Interestingly, we obtained greater amounts of RNA in heavily pigmented tissue. We posit that the melanin content decreases the pH, and that this may inhibit the enzymatic activity of the RNAses, otherwise ubiquitously present, an idea further supported by the greater proportion of RNA strands >200nt in heavily pigmented melanomas (Fig 2). Melanin is known to inhibit some enzymatic reactions [25,26] including amplification with Taq polymerase. Not surprisingly, samples obtained from heavily pigmented melanomas, on average, amplified shorter fragments (S4 Fig in S3 Appendix); however, we chose to not add an extra treatment to the samples as this would have affected the total yield. Unlike pigmentation, TILs and ulceration improved the DNA A260/A280 ratios, and samples from melanomas with brisk TILs showed greater %dsDNA and amplifiability, perhaps due to more actively dividing cells [27] resulting in increased cellularity. Samples with greater purity and %dsDNA were better scored by the core, but not those with higher RNA integrity. We have not found an explanation for this effect yet, although, no single variable or set of DNA variables was associated alone with the core’s prediction for failure, or with the coverage obtained through the MSK-IMPACT^TM assay. This differs to some extent to findings from others who reported block age as the most important variable that influenced sample viability for amplicon-based library construction [28]. For methylation, on the other hand, there are clear associations between year of diagnosis (as a proxy of block’s age), time elapsed between sectioning and extraction, %dsDNA, and amplifiability, with failures (Fig 5).

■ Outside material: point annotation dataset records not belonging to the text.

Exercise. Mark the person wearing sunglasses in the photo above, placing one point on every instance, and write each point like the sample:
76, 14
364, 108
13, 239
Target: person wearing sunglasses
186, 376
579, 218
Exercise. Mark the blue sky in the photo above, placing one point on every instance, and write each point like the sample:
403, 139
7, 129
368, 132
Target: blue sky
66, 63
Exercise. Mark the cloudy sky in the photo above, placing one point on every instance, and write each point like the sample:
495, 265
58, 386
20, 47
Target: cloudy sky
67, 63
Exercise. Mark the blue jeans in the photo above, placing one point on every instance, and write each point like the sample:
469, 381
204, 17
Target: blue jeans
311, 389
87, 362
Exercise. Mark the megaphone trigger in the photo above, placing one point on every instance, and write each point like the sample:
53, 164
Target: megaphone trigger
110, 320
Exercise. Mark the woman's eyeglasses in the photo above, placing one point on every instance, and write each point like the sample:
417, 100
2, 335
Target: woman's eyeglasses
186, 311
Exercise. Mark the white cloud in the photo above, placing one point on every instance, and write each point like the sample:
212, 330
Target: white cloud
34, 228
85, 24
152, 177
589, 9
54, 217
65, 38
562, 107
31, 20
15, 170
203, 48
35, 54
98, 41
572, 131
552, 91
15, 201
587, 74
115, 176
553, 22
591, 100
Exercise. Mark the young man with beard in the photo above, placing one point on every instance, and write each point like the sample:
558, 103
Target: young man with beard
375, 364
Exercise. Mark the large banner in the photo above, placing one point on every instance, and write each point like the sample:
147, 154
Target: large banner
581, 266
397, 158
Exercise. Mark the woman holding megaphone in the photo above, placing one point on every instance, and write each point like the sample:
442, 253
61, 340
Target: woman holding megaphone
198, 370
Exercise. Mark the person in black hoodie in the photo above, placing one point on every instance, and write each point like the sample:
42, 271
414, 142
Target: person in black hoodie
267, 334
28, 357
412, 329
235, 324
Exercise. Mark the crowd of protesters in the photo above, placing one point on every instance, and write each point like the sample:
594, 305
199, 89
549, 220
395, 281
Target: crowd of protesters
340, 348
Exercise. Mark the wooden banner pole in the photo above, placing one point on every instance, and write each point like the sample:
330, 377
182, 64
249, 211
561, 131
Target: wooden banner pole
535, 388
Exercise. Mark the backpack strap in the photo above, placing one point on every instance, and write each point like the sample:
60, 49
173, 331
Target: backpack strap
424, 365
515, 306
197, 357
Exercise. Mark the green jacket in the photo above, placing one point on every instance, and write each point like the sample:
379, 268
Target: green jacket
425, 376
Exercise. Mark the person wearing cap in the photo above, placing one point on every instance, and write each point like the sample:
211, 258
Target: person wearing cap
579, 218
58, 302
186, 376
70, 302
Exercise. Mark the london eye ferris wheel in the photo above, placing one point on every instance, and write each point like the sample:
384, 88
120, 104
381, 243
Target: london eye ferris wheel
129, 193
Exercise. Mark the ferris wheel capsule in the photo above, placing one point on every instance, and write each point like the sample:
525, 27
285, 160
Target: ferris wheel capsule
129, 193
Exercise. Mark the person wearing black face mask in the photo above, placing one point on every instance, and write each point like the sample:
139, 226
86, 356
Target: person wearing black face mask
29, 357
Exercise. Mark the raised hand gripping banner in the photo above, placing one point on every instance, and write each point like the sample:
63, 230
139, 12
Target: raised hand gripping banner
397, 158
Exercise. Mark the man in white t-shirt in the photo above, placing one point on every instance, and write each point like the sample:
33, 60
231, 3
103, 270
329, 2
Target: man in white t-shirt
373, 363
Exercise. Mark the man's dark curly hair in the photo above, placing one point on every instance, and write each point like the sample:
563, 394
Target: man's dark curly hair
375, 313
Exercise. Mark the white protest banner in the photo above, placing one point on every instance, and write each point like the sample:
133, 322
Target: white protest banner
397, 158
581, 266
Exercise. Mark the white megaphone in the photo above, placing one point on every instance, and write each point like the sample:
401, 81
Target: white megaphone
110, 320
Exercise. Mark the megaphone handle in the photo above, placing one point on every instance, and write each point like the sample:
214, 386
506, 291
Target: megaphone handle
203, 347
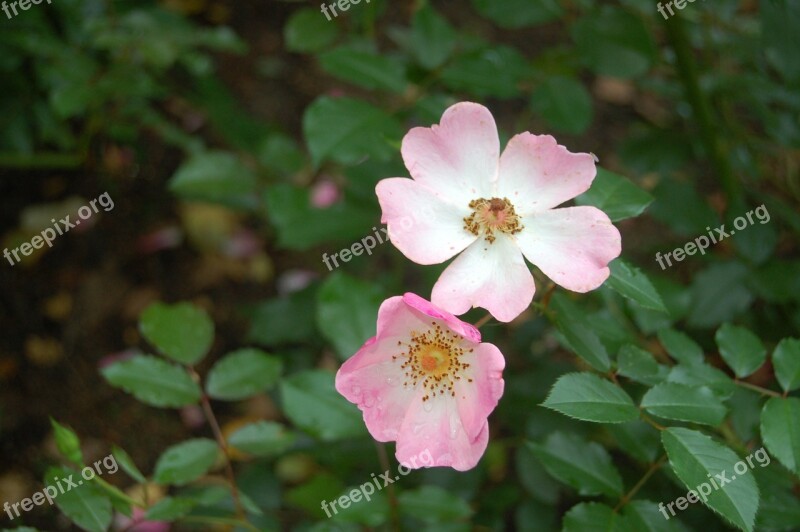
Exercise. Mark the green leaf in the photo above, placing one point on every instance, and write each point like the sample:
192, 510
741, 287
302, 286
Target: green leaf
68, 443
780, 430
696, 459
284, 320
587, 397
644, 516
347, 310
786, 359
347, 130
308, 30
216, 177
186, 461
243, 373
593, 516
365, 69
639, 365
741, 349
615, 195
263, 438
719, 293
564, 104
519, 13
170, 509
433, 504
182, 332
127, 464
153, 381
582, 340
86, 505
638, 439
670, 400
433, 39
491, 72
629, 281
681, 347
585, 466
312, 403
613, 42
301, 226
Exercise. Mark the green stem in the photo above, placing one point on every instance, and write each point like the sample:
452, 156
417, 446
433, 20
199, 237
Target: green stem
688, 72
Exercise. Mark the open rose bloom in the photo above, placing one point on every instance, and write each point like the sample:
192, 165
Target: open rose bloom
426, 381
465, 197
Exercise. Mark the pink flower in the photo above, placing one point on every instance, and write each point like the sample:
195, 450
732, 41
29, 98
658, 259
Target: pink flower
465, 196
426, 381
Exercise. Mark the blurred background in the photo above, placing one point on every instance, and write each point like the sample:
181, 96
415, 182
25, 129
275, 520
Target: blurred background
241, 140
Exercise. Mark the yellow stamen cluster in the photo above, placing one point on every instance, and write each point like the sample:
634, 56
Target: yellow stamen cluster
432, 359
492, 215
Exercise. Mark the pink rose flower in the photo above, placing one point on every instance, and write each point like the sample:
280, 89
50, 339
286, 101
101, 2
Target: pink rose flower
466, 197
427, 382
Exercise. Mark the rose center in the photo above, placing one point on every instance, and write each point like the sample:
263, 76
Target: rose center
432, 359
490, 216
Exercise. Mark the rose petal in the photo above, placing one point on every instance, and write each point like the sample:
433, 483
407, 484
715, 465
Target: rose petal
492, 276
456, 159
572, 246
424, 228
537, 174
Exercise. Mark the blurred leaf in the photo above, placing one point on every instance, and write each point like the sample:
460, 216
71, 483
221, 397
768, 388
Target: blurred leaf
186, 461
347, 310
585, 466
696, 458
741, 349
632, 283
615, 195
519, 13
182, 332
170, 509
308, 30
639, 365
780, 430
786, 360
492, 72
86, 505
681, 347
301, 226
366, 69
564, 104
433, 504
433, 39
216, 177
68, 443
153, 381
243, 373
670, 400
582, 340
284, 319
613, 42
719, 294
312, 403
587, 397
347, 130
263, 438
127, 464
593, 516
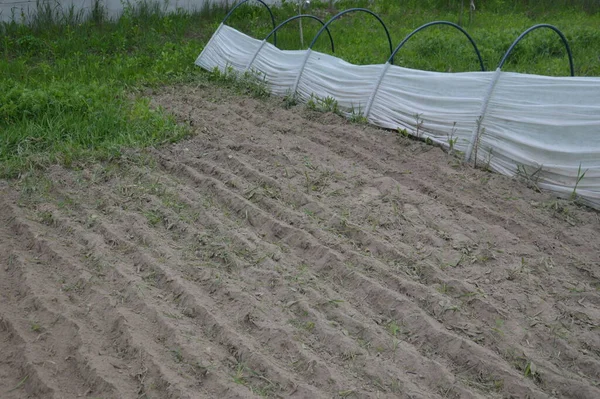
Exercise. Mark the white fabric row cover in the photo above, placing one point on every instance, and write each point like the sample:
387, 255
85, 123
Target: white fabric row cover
511, 122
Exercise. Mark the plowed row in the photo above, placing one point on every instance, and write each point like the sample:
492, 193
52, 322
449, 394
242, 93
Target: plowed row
285, 253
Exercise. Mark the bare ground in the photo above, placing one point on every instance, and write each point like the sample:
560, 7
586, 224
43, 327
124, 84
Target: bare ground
285, 253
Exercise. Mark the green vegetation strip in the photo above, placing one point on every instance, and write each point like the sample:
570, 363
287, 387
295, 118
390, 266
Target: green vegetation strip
72, 86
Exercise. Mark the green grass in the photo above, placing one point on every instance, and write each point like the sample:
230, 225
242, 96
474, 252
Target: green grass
72, 86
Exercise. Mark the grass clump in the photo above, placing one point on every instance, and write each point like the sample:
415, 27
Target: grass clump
72, 83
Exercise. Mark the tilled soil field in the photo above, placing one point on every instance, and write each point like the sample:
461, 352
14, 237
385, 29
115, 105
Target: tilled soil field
288, 253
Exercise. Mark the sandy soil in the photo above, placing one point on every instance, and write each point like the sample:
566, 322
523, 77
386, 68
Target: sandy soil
285, 253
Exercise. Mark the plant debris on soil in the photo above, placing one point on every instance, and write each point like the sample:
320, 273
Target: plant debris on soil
291, 253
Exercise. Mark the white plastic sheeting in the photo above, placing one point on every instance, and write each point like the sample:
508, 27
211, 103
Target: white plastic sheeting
508, 121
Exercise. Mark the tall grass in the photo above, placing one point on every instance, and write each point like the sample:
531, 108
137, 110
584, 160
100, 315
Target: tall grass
72, 84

Another relevant aspect is the jurisdiction of the centers providing tissues and data. For instance, in 2020, a European center expressed interest in joining our efforts and contributing with a substantial number of cases. However, to comply with the General Data Protection Regulation 2016/679 (regulation in EU law, on data protection/privacy in the EU), a thorough analysis, numerous audits and reviews are taking place in relation to detailed information on (i) where specimens and data from EU will be located, (ii) who will have access to samples and data, (iii) how data and specimens are protected, and (iv) which systems and applications will be used to process, store, and run data derived for the samples from EU. This major delay may potentially affect the feasibility of including these specimens if samples cannot be procured and tested in time for analyses, especially since tissues cannot be sectioned in advance. International collaborations are important for ensuring worldwide representation of patient samples. Investigators should plan for these international regulatory steps, when planning future consortia.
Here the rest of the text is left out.